あっ……私、何かやっちゃいました?

「――んあ?」


 リサとジークが固く握手を交わしている中、ドワーフの少女、ディアンが目を覚ます。


「……誰?」

「おはよう、ディアン。紹介するよ。この子はリサ、冒険者登録が済み次第ウチのパーティに入る予定の新メンバーだ」


 ディアンにジッと見つめられリサは思わず息をのんでしまう。

 自分よりも小柄な、子供と見まごう少女に見つめられ何故だかプレッシャーを感じてしまった。

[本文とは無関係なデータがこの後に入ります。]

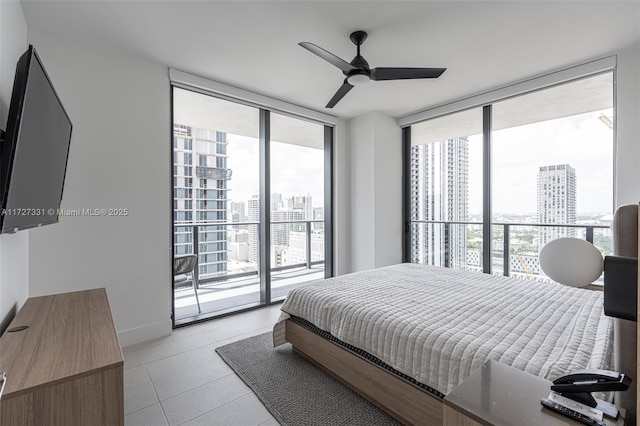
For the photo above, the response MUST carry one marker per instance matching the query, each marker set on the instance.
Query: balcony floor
(222, 297)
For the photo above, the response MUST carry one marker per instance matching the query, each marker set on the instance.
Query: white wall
(627, 176)
(376, 191)
(14, 249)
(376, 170)
(119, 158)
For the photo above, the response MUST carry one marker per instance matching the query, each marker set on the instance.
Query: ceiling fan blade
(328, 56)
(405, 73)
(343, 90)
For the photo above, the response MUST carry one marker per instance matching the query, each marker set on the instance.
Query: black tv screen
(35, 149)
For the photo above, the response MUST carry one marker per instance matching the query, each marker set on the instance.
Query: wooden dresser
(67, 367)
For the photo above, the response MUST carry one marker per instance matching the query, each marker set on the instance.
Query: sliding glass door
(223, 156)
(489, 187)
(297, 203)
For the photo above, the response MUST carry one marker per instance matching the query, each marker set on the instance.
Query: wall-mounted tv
(35, 149)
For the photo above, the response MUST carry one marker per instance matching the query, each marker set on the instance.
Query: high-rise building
(556, 201)
(200, 196)
(439, 192)
(253, 215)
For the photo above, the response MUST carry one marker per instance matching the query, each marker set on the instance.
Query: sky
(295, 170)
(582, 141)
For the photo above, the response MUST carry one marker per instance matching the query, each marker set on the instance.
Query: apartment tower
(200, 177)
(556, 201)
(439, 192)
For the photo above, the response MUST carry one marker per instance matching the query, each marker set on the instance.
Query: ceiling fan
(358, 71)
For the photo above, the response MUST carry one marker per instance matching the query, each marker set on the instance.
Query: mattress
(437, 325)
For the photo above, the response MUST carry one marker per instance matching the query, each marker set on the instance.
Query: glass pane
(553, 164)
(297, 203)
(216, 163)
(446, 191)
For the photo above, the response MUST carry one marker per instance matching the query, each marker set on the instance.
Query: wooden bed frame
(411, 405)
(404, 401)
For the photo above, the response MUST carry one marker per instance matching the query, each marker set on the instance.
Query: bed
(405, 335)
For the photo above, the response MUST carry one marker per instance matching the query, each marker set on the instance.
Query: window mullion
(486, 189)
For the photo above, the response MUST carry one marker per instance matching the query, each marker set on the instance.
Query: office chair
(183, 265)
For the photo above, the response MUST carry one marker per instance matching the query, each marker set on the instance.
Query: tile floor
(181, 380)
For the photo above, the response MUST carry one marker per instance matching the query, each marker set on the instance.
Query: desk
(67, 367)
(497, 394)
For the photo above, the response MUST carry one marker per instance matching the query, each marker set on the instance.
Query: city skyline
(581, 140)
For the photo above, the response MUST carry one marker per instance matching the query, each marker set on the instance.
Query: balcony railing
(195, 229)
(506, 236)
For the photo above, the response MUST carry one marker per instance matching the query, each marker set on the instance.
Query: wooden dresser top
(69, 335)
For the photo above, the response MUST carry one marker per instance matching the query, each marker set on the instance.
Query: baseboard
(144, 333)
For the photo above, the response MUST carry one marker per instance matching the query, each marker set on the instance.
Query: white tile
(244, 336)
(139, 396)
(245, 411)
(131, 356)
(191, 359)
(271, 422)
(136, 376)
(198, 401)
(161, 349)
(150, 416)
(174, 384)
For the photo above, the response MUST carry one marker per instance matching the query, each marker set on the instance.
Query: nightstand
(497, 394)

 観察することしばらく、ディアンはひげを整えると手を差し出してきた。


「おれはディアンだ。よろしくな」

「は、はい……よろしくお願いします」


 リサは恐る恐るその手を取ると固く握手を交わす。

 手のひらは思いの外柔らかく、それでいてほんのりと温かった。


 三人は静かに焚火を囲みながら今後の予定を話し合う。


「――星見草かい?」

「はい……正式な依頼ではないんですけど」


 リサは自分が冒険に出発したいきさつを語る。

 病の母を治すために星見草――ミラビリスの花蜜を求めている少女の話。

 お金が無いゆえに少女はギルドに依頼をすることができず、途方に暮れていたところを見かねてリサが助け舟を出した。


「星見草の花蜜っていやぁ……万病に効く最高級の秘薬だ。蜜を舐めりゃ寿命間近のジジイでも10歳は若返るって代物だな」


 ディアンはメガロレックスの串焼きをガシガシ齧っている。

 見た目にそぐわぬ強靭な顎を持っているようだった。


「確かに、誰だって喉から手が出るほど欲しいのにそれが危険地帯にしか生えてないってのがいやらしい」

「入って早々こんなお願いするのも気が引けますけど……」

「いいや。腕が鳴るってものだよ」


 ジークはさわやかな笑顔を浮かべた。


「たまには、人助けのために冒険するのも悪くないからね」

「だな! 泥船に乗ったつもりで行こうぜ」

「泥船じゃ沈みますけど」


 あれ、とディアンは首をかしげている。自分が言い間違いをしたことに気づいていないようだった。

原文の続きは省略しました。